O Comitê Gestor do Campus, que fica em Porto Seguro, recebeu a denúncia anônima e a universidade está apurando o caso. A professora diz que a atividade de pixação faz parte do Plano de Ensino de Artes da universidade, que também inclui lambe, grafite e outras artes urbanas. Ela informa que outra professora de artes também efetuou a mesma atividade no Campus, porém apenas ela foi denunciada.

“Fiquei triste porque a pixação faz parte do curso como intervenção artística em espaços não convencionais e foi uma atividade contra a fome. Para uma universidade anticolonial é incompatível reprimir a pixação”, declara.

A UFSB foi a última universidade pública criada no governo de Dilma Rousseff (PT) e após o golpe em 2016 que a destituiu da Presidência, a instituição sofre com cortes seguidos no orçamento desde o governo de Michel Temer (MDB) e, principalmente, com Jair Bolsonaro (PL). “Não temos direitos básicos na universidade, como um restaurante universitário. Alunos passam mais de 7h sem comer por causa disso e isso afeta e muito a evasão dos universitários”, denuncia a professora.

Nota de apoio

Dodi Leal é a primeira professora travesti concursada da UFSB. Foto: Divulgação/Thais Gobbo

Desde que a professora travesti recebeu a notificação, no último dia 6, estudantes de diversos cursos da UFSB divulgaram nota de repúdio contra a notificação e pedem que a acusação contra a professora seja retirada e que o processo por má conduta e depredação do patrimônio seja interrompido imediatamente.
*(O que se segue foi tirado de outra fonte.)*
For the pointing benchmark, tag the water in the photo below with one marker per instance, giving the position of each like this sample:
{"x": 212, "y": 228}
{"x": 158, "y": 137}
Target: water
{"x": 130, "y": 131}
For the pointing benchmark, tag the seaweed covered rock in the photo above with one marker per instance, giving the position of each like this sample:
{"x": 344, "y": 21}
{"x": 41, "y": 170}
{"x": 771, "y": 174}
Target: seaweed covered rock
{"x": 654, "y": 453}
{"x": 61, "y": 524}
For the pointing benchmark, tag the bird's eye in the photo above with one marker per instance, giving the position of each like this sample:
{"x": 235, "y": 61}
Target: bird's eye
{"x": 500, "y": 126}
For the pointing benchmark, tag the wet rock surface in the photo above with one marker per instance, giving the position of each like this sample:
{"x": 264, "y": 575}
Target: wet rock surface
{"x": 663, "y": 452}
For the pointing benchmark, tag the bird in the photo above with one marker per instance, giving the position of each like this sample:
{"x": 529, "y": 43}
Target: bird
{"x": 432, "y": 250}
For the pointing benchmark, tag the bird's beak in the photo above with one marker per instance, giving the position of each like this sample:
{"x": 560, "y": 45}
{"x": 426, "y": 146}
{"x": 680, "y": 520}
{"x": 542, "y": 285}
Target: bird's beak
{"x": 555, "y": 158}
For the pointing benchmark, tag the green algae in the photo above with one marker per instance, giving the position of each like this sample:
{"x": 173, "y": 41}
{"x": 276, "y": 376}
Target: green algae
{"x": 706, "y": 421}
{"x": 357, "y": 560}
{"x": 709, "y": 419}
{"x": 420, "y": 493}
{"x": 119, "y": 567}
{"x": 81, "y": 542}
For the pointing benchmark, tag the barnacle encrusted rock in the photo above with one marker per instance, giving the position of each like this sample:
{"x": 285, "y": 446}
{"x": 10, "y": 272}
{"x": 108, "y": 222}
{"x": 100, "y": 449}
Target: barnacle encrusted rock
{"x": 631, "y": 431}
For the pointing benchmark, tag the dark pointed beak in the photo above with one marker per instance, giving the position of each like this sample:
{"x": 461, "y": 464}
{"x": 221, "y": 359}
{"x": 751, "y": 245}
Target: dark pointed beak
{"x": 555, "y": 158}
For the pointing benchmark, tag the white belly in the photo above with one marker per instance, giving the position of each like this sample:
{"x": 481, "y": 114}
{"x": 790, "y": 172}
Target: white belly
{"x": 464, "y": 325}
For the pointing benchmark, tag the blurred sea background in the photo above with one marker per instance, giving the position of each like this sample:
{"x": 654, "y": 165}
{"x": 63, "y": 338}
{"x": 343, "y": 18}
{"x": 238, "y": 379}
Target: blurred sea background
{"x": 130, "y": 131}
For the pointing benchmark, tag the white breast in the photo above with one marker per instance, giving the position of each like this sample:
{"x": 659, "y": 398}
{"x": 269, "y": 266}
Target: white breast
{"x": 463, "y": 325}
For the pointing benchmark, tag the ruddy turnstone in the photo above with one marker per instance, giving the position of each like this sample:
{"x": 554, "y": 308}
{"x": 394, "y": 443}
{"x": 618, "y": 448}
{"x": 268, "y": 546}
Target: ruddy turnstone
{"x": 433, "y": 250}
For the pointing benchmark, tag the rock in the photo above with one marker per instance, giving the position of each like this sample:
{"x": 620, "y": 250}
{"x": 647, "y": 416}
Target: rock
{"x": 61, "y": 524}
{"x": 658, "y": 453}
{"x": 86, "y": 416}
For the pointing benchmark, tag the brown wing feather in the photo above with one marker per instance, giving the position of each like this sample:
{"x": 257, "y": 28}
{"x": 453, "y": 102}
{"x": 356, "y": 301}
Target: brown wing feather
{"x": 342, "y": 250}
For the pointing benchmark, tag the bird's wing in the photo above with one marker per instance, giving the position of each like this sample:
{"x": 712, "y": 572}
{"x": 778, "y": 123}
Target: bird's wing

Para os discentes da UFSB, a ação de pixação contra paredes brancas do Campus está sendo utilizada para enquadrar e atacar pessoalmente a liberdade pedagógica da professora, “uma tentativa de silenciamento grave”, declaram.

“O ocorrido é uma manifestação legítima de uma problemática urgente, que está sendo ignorada por pessoas em cargos decisivos da universidade, enquanto a professora que se posiciona ativamente na luta pela permanência estudantil está sendo pressionada estruturalmente. Qual o intuito em condenar uma única pessoa e não se posicionar de fato em resposta às graves demandas da universidade?”, questionam os estudantes.

“Nenhuma parede branca considerada patrimônio público vale mais que um estudante bem alimentado/a. Não vamos nos calar! Pelo fim do descaso, violência e fome!”, declara a nota assinada por cerca de 75 discentes.

Para a Coordenação Colegiada do NuCuS (Núcleo de Pesquisa e Extensão em Culturas, Gêneros e Sexualidades) da UFBA (Universidade Federal da Bahia) a denúncia contra Dodi é uma perseguição contra quem efetuou uma ação artística de reivindicação de direitos, nesse caso, o direito à alimentação. Segundo a nota do Núcleo de Pesquisa em Cultura e Sexualidade “não há educação de barriga vazia!”.

“A perseguição política que tem atravessado o ofício da professora possui, evidentemente, um caráter transfóbico, visto que a atuação aguerrida da professora – primeira travesti concursada desta universidade – em pautas de defesa dos direitos humanos constantemente colocam-na como um corpo indesejado na hierarquia normativa da universidade”, informa a Coordenação Colegiada do NuCuS da UFBA.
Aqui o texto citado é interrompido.